= Applicability domain =

In chemistry and machine learning, the applicability domain (AD) of a quantitative structure-activity relationship (QSAR) model defines the boundaries within which the model's predictions are considered reliable. It represents the chemical, structural, or biological space covered by the training data used to build the model. Essentially, the AD aims to determine if a new compound falls within the model's scope of applicability, ensuring that the underlying assumptions of the model are met. Predictions for compounds within the AD are generally considered more reliable than those outside, as the model is primarily valid for interpolation within the training data space, rather than extrapolation.
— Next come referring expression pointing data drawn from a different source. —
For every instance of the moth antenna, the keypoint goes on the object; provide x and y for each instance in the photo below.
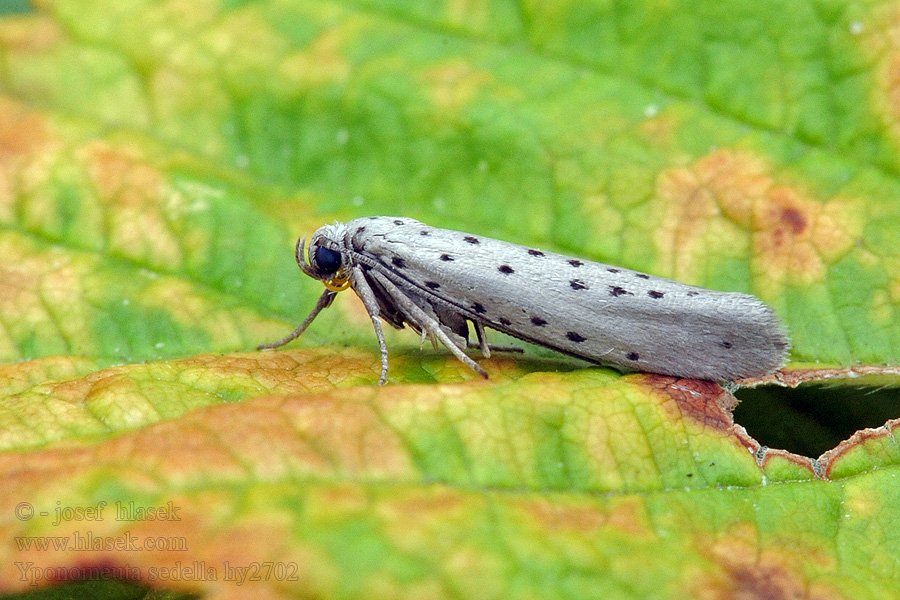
(324, 302)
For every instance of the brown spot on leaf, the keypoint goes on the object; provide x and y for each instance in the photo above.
(140, 206)
(750, 572)
(732, 203)
(703, 401)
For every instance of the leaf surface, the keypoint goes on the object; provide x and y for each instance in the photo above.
(157, 161)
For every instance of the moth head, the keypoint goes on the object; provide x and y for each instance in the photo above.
(326, 261)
For example, the Organisation for Economic Co-operation and Development (OECD) Guidance Document on the Validation of (Q)SAR Models states that to have a valid (Q)SAR model for regulatory purposes, the applicability domain must be clearly defined.

== Algorithms ==
While no single, universally accepted algorithm for defining the applicability domain exists, several methods are commonly employed to characterise the interpolation space. Range-based and geometric methods such as bounding box and convex hull, distance-based methods such as the Euclidean or Mahalanobis distance, and probability-density distribution-based strategies are commonly used in cheminformatics tasks. Another systematic approach focuses on defining interpolation regions by removing outliers and using a kernel-weighted sampling method to estimate the probability density distribution. For regression-based QSAR models, a widely used technique for assessing the structural AD relies on leverage values, calculated from the diagonal elements of the hat matrix of the molecular descriptors. More recently, a rigorous benchmarking study suggested that the standard deviation of model predictions offers the most reliable approach for AD determination. To investigate the AD of a training set of chemicals one can directly analyse properties of the multivariate descriptor space of the training compounds or more indirectly via distance (or Tanimoto similarity) metrics. When using distance metrics care should be taken to use an orthogonal and significant vector space. This can be achieved by different means of feature selection and successive principal components analysis.
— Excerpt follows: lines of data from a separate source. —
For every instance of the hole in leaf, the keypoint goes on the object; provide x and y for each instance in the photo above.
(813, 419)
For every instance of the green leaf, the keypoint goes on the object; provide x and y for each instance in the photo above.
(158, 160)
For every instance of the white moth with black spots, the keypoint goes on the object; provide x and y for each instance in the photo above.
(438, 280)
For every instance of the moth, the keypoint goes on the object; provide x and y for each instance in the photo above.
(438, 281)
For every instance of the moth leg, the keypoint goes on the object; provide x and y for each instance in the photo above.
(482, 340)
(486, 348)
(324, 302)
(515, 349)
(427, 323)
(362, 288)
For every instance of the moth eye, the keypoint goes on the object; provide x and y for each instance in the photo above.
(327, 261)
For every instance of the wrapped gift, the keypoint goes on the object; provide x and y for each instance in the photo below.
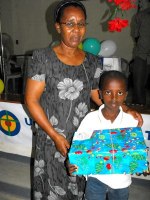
(110, 151)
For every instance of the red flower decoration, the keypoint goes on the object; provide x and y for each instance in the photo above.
(117, 24)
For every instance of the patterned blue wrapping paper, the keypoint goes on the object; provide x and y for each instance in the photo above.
(110, 151)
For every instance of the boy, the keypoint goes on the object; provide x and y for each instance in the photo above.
(113, 92)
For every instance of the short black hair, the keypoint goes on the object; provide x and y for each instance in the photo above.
(58, 12)
(112, 74)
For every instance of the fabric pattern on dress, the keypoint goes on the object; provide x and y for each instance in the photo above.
(66, 100)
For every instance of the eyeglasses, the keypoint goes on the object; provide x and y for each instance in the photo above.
(73, 24)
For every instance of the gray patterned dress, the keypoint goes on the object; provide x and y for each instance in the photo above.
(66, 100)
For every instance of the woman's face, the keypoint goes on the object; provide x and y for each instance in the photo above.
(114, 93)
(72, 26)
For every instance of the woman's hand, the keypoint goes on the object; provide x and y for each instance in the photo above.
(136, 115)
(62, 145)
(72, 168)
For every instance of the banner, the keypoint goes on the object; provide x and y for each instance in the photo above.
(16, 129)
(16, 135)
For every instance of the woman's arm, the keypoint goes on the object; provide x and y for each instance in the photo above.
(33, 92)
(134, 113)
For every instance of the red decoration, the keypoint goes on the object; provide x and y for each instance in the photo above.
(117, 23)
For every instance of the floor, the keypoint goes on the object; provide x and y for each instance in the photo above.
(15, 180)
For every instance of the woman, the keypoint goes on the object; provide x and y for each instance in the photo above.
(60, 82)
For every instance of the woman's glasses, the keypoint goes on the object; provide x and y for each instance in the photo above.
(73, 24)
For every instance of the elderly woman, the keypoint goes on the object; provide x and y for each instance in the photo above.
(60, 82)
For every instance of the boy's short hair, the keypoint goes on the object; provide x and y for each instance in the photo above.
(58, 12)
(112, 74)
== Broader Applications ==
The concept of applicability domain has expanded beyond its traditional use in QSAR to become a general principle for assessing model reliability across domains such as nanotechnology, material science, and predictive toxicology. In nanoinformatics, the definition of applicability domain is used in nanomaterial property and toxicity prediction, since data scarcity and heterogeneity require defining model boundaries. For instance, applicability domain assessment in nano-QSARs helps determine whether a new engineered nanomaterial is sufficiently similar to those in the training set to warrant a prediction.